Gazzeli kahramanlar, arkasına
ABD, Avrupa ve hain körfez yönetimlerini almış soykırımcı Siyonist çete ile bir
başına baş edemeyecekler. Tarihin, sosyolojinin, teolojinin, psikolojinin tüm paradigmalarını
yerle yeksan eden en müstesna örnektirler elbet. Onları hangi mahir kalemler
yazacak bilmiyorum. Ya da yazılabilirler mi onu da bilmiyorum. Hakeza
acılarını, dramlarını, yalnızlıklarını, çaresizliklerini, kimsesizliklerini,
yoksulluklarını, açlıklarını, üşümüşlüklerini, tüm ailesini kaybetmiş küçük
yetim kızlarını, tüm çocuklarını kaybetmiş dul kadınlarını kim, hangi kahırlı
kalem yazacak onu da bilmiyorum.
Ancak Siyonist katil, Gazze’yi bitirmeyi kafaya koymuş bir kere ve hiçbir
müeyyide ile karşılaşmıyor. Gazze 2,2 milyon nüfuslu. Binaların %80’i
bombalanmış. Saldırının başında, giremez dediğimiz Gazze’nin tamamına yakınını
israil işgal etmiş, kontrol ediyor. Kamyon kamyon adam esir alıp çıplak olarak
akıbeti belli olmayan bir yerlere götürüyor. İki milyona yakını kırsala göç
etmiş dışarda ya da en iyi ihtimalle naylon çadırda yaşıyor. İçme suyunun
%5’ine ulaşılıyor. Katiller günde sadece 5 TIR gıdaya izin veriyor. Böcek köpek
yesinler istiyorlar. Ümmet de krallara layık sofralara çoluk çocuğuyla kurulmuş
televizyonda izlediği ölümlerine methiye düzüyor. İnanıyorum ki ümmet hiç bu
kadar
aşağılanmamıştır.
Bir de HAMAS ve halkını ayrı
tutma gafletine alıştırdılar bizi. İşgal edilmiş yurdunu savunmayı savaşa maruz
kalmaya müstahak gibi gösteriyorlar. Bakın göreceksiniz ki birkaç ay sonra
Gazzeliler dahil herkes onlara Afrika’da veya orda burda güvenli bir yer
bulmaktan gurur duyacak. Sonra? Sonra HAMAS’ın beşeri gücü de doğal olarak
tükenecek. Tabi Müslüman ülkelerin ar damarı galeyana gelir de masaya yumruk
vurmazlarsa.
Saldırıların başında israil
Gazze’ye giremiyor diye gaz veriyorduk. Şimdi de Siyonistler çekilmek zorunda
kaldı diye ağzımıza bir parmak bal çalıyorlar. Gün geçmiyor ki emekli bir
israilli siyasetçiye veya askere “dayanacak gücümüz kalmadı, yeniliyoruz”

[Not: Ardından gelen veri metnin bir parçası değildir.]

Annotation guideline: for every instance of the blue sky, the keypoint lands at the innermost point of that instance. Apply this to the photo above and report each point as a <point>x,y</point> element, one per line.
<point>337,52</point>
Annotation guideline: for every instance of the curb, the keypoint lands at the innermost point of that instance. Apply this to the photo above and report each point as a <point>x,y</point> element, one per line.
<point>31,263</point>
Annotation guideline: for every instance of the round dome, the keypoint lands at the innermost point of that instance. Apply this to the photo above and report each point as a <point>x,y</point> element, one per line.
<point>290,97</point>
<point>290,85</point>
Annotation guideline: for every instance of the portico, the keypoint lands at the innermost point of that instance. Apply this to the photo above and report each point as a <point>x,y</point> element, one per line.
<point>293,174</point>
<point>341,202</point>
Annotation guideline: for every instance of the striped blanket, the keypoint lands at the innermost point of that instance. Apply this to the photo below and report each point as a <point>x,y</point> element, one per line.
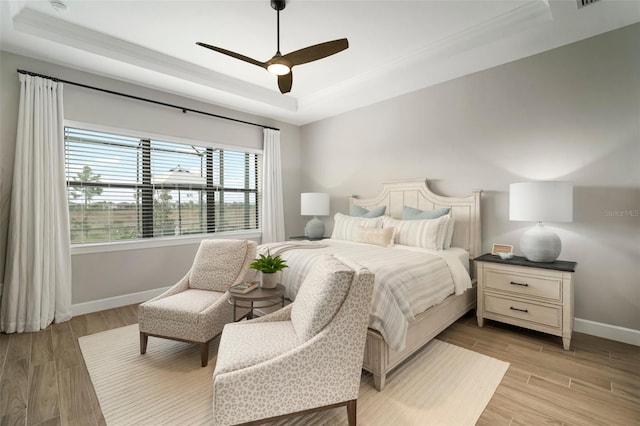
<point>407,280</point>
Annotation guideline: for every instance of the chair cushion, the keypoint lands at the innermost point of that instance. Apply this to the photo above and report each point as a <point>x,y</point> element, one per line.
<point>185,306</point>
<point>218,264</point>
<point>320,296</point>
<point>245,344</point>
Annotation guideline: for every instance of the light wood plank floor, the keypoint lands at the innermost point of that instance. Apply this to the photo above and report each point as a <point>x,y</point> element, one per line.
<point>43,379</point>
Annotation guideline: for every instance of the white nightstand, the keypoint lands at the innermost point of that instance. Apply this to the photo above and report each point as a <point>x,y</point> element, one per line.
<point>538,296</point>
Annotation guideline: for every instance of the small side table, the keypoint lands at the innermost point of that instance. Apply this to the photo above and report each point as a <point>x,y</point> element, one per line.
<point>273,296</point>
<point>303,238</point>
<point>538,296</point>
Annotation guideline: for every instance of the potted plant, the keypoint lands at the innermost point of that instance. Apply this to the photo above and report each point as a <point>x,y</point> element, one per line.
<point>269,265</point>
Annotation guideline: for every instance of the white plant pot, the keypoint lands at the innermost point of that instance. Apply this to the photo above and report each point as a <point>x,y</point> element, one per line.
<point>269,280</point>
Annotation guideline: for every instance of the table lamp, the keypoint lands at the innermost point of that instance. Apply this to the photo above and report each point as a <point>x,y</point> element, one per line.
<point>314,204</point>
<point>543,201</point>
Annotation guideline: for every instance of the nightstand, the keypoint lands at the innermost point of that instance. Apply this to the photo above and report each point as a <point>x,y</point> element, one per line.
<point>538,296</point>
<point>303,238</point>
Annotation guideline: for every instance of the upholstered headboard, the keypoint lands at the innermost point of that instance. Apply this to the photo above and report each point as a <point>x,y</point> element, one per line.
<point>416,193</point>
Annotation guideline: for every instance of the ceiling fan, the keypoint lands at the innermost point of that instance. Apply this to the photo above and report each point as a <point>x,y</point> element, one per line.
<point>280,64</point>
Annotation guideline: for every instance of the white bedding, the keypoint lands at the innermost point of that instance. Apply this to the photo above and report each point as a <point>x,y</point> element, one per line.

dedirtmesinler. Siyonist çetenin bu içe ve dışa dönük stratejisini zafer diye
yutuyor ve yutturuyorlar kimi gafillerimiz. Arkasından başlıyoruz HAMAS’ı,
Gazze’yi övmeye. Ve bütün bunlar korkak ve hain iktidarların koltuğunu
sağlamlaştırmaktan başka işe yaramıyor.
‘Bu kadarı da
olmaz’ dediğimiz her şey oldu. ‘Bu kadarı da olmaz’ diyeceğimiz
her şey de bu gidişle olacak. Yetmezmiş gibi Siyonist çetenin pervasızca,
Lübnan, İran, Suriye ve Irak’ı vurup cinayetler işlemesinden israil’i mahkûm
etmeyi bir yana bırakın İran ve Hizbullah’a günah yazmanın ve onları
şeytanlaştırmanın gayretine girmiş kimi “İç Kale’nin” adamları. Yani mezhebi
ihtilafları besliyorlar bu çetin zamanda. Hem de akla ziyan mülahazalarla. Hem
vurulan, şehid veren onlar. Hem HAMAS’ı koruyup kollayan, silah veren, eğiten,
barındıran onlar hem de işbirlikçi oluyorlarmış.
Yani iki tür ırkçı ile
uğraştırıyorlar. Biri Filistin’i Arap, hain sayıp Siyonist Yahudi’ye muhabbet
besleyen ulusalcı Kemalistler; diğeri Türkler dışında kimsenin Filistin’e
destek vermediğini iddia eden milliyetçi İslamcılar. Al birini vur ötekine.
Kısaca Gazze’nin gazımıza ve kuru duamıza değil desteğimize ihtiyacı var dostlar!